I think that mostly, I’ve ignored it and forged ahead, but I’m probably pretty lucky in that regard. Maria Taylor and I spent all of our formative musical years together and I think that very early on we realized that who we made alliances with were just as important as anything else we did. We made a few missteps when we were younger, especially in the major label days, when Little Red Rocket was on Geffen. But once we kind of really understood who we were and what we had to offer, how we exist as females in a male-dominated industry, we really started choosing people to work with, whether creatively or on the business side, that we knew we could trust to not be sexist. We just systematically weeded out all of the sexist men in our lives and created a positive environment for ourselves. I think it’s probably not that easy for everyone, or every young woman, especially starting out. But we were pretty determined. (Laughs)

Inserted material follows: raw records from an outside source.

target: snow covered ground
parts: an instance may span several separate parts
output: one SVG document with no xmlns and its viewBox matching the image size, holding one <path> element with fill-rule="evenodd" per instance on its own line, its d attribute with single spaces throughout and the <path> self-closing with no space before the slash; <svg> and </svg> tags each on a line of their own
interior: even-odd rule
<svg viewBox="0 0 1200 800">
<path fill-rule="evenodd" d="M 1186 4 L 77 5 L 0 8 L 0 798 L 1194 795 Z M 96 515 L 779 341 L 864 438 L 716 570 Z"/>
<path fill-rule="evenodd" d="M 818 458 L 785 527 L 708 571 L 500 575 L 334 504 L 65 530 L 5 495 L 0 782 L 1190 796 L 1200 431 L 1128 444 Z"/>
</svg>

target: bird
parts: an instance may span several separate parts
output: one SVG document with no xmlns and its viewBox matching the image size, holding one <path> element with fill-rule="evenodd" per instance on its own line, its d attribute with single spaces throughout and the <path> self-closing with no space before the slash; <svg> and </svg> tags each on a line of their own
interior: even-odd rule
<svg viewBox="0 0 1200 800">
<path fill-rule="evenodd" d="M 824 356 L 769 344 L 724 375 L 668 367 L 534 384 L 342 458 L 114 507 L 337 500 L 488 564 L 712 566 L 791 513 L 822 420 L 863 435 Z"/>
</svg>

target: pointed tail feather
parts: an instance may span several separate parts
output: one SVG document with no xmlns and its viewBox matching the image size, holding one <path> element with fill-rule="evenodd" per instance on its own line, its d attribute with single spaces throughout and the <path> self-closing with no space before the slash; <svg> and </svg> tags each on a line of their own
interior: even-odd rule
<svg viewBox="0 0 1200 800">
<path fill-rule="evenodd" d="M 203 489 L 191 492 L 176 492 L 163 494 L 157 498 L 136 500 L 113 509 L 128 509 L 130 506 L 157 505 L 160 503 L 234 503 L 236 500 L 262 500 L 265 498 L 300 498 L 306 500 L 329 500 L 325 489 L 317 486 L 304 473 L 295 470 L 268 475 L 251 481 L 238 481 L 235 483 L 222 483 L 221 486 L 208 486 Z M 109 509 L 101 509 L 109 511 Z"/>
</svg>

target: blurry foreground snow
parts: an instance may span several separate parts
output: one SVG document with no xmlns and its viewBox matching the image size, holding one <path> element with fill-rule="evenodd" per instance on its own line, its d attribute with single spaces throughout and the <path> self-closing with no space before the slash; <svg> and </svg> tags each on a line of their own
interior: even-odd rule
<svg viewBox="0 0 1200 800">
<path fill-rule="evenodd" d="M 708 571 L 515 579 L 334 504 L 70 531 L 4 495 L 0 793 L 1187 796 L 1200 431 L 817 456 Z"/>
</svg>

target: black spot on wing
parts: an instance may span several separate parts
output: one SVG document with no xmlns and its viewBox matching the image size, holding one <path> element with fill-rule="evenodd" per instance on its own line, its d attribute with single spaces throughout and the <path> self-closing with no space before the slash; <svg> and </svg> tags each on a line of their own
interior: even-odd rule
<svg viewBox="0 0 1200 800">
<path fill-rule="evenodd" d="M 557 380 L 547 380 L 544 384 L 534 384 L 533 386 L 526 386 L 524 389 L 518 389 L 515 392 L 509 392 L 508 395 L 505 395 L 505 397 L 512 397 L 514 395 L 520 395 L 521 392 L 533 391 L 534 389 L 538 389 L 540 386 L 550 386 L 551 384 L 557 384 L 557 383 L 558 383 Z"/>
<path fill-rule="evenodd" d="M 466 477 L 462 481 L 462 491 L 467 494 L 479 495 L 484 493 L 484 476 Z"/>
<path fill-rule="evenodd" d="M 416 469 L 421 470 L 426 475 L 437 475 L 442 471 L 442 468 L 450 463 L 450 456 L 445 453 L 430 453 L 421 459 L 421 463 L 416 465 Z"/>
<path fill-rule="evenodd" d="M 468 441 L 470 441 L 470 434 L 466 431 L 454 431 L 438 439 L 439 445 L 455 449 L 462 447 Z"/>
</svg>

It’s also just like, on a more basic level, who has time for that? Just, no. No thanks. If it was somebody that rubbed us the wrong way, it was like, “Well, bye. You don’t get to be around us. You don’t get to work with us.” That’s how we thought of it. And that worked out pretty well. (Laughs)
It sounds like you and Wilson had a really strong connection. Do you feel like there’s anything he taught you?
Oh, yeah. He taught me a lot. When I got Wilson as a puppy when I was a twenty-one year-old in Athens, Georgia, I didn’t imagine that I would have him for sixteen years. You see the whole cycle of life with a dog, and it’s a strange thing. It feels like it’s your child, but you don’t usually have a child for sixteen years and watch them become like 80, 90 years old and kind of are a hospice care worker for them at the end and then ultimately have to put them to sleep. One thing he definitely taught me is that you’re only as old as you think you are. Because he never seemed old, except his body seemed old. And that was, I think, the hardest part in losing him, because I just didn’t want him to die and he didn’t want to die.
But the other thing he taught me is that you can have a connection with an animal that is just as powerful as a person. There’s things about animals, that-- I guess it’s just because they love you so unconditionally. It’s something that you don’t get anywhere else so it creates a space in your heart. I guess maybe that’s why it’s so devastating when you lose them. It’s a special, innocent type of love. In my dreams that I had, Wilson was in a lot of them. I like to think of him as a dream messenger. And I feel like he almost did more for me after his death than he did the whole sixteen years I had him. At the end of the dream cycle I just said thank you to him. It was almost like he still wouldn’t leave my side, even in death, until he knew I was okay, and then he could finally go.